Speculation
Speculation has become so ubiquitous that people not only expect it, but treat it as fact. For example, there are people today, even (and especially) in the media, who believe that George Zimmerman attacked Trayvon Martin.
The issue of speculation has been addressed before, including an April 26, 2002 article by Michael Crichton of the International Leadership Forum
"I will join this speculative trend and speculate about why there is so much speculation."
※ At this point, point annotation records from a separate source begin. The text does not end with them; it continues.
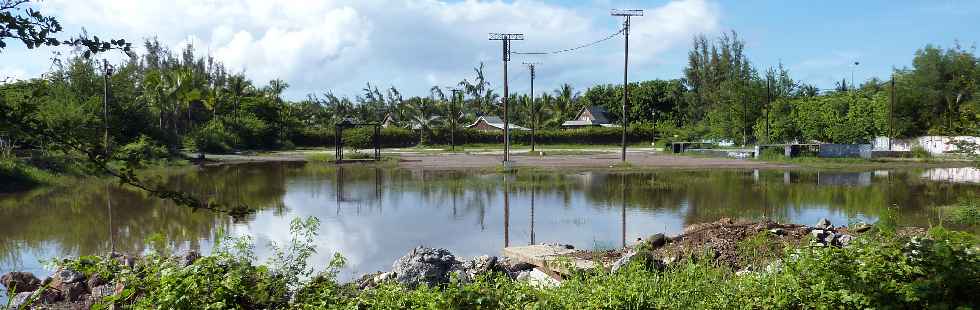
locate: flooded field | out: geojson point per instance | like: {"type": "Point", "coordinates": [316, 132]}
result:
{"type": "Point", "coordinates": [375, 215]}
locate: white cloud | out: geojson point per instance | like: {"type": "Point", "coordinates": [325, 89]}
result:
{"type": "Point", "coordinates": [412, 44]}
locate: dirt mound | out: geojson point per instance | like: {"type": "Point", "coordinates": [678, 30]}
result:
{"type": "Point", "coordinates": [731, 243]}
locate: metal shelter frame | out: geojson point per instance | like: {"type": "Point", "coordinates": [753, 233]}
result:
{"type": "Point", "coordinates": [350, 123]}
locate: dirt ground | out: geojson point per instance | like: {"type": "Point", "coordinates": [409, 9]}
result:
{"type": "Point", "coordinates": [602, 160]}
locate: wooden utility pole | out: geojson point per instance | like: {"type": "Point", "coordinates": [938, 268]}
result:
{"type": "Point", "coordinates": [106, 72]}
{"type": "Point", "coordinates": [768, 107]}
{"type": "Point", "coordinates": [534, 113]}
{"type": "Point", "coordinates": [453, 115]}
{"type": "Point", "coordinates": [626, 31]}
{"type": "Point", "coordinates": [891, 114]}
{"type": "Point", "coordinates": [505, 38]}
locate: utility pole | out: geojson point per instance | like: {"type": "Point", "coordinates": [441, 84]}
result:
{"type": "Point", "coordinates": [626, 31]}
{"type": "Point", "coordinates": [106, 72]}
{"type": "Point", "coordinates": [768, 107]}
{"type": "Point", "coordinates": [505, 38]}
{"type": "Point", "coordinates": [891, 114]}
{"type": "Point", "coordinates": [534, 113]}
{"type": "Point", "coordinates": [453, 114]}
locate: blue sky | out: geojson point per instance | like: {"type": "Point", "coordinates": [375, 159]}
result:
{"type": "Point", "coordinates": [338, 46]}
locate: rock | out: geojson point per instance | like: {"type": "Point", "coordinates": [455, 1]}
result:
{"type": "Point", "coordinates": [95, 281]}
{"type": "Point", "coordinates": [469, 270]}
{"type": "Point", "coordinates": [622, 261]}
{"type": "Point", "coordinates": [67, 275]}
{"type": "Point", "coordinates": [373, 280]}
{"type": "Point", "coordinates": [123, 259]}
{"type": "Point", "coordinates": [18, 282]}
{"type": "Point", "coordinates": [118, 288]}
{"type": "Point", "coordinates": [824, 224]}
{"type": "Point", "coordinates": [20, 300]}
{"type": "Point", "coordinates": [51, 295]}
{"type": "Point", "coordinates": [658, 240]}
{"type": "Point", "coordinates": [538, 278]}
{"type": "Point", "coordinates": [74, 291]}
{"type": "Point", "coordinates": [424, 265]}
{"type": "Point", "coordinates": [861, 227]}
{"type": "Point", "coordinates": [843, 240]}
{"type": "Point", "coordinates": [99, 292]}
{"type": "Point", "coordinates": [512, 266]}
{"type": "Point", "coordinates": [189, 258]}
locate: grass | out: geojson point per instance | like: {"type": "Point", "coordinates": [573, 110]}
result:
{"type": "Point", "coordinates": [879, 270]}
{"type": "Point", "coordinates": [320, 157]}
{"type": "Point", "coordinates": [19, 176]}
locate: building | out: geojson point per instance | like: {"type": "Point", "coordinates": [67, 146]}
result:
{"type": "Point", "coordinates": [389, 121]}
{"type": "Point", "coordinates": [936, 145]}
{"type": "Point", "coordinates": [590, 117]}
{"type": "Point", "coordinates": [491, 123]}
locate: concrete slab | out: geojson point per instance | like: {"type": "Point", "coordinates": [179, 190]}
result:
{"type": "Point", "coordinates": [553, 258]}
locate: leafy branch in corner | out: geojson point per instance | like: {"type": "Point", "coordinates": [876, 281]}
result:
{"type": "Point", "coordinates": [21, 22]}
{"type": "Point", "coordinates": [20, 119]}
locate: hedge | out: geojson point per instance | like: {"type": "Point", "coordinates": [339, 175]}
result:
{"type": "Point", "coordinates": [400, 137]}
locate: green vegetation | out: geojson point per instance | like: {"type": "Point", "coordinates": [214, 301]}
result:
{"type": "Point", "coordinates": [879, 270]}
{"type": "Point", "coordinates": [19, 176]}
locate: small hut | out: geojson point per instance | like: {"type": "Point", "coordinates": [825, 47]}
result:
{"type": "Point", "coordinates": [493, 123]}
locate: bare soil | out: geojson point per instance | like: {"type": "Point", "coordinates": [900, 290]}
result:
{"type": "Point", "coordinates": [605, 160]}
Crichton accurately points out that the blame needs to be equally shared by the person who believes a story without knowing the facts; a process that he calls the Gell-Mann Amnesia effect
Briefly stated, the Gell-Mann Amnesia effect is as follows. You open the newspaper to an article on some subject you know well. In Murray's case, physics. In mine, show business. You read the article and see the journalist has absolutely no understanding of either the facts or the issues. Often, the article is so wrong it actually presents the story backward—reversing cause and effect. I call these the "wet streets cause rain" stories. Paper's full of them....You read with exasperation or amusement the multiple errors in a story, and then turn the page to national or international affairs, and read as if the rest of the newspaper was somehow more accurate about Palestine than the baloney you just read. You turn the page, and forget what you know.
That is the Gell-Mann Amnesia effect.
When speculation finds its way into the media, society is bound to suffer.
If speculation can serve as the basis for public policy, why can't it be used as 'reasonable suspicion', or even 'probable cause', in a court of law?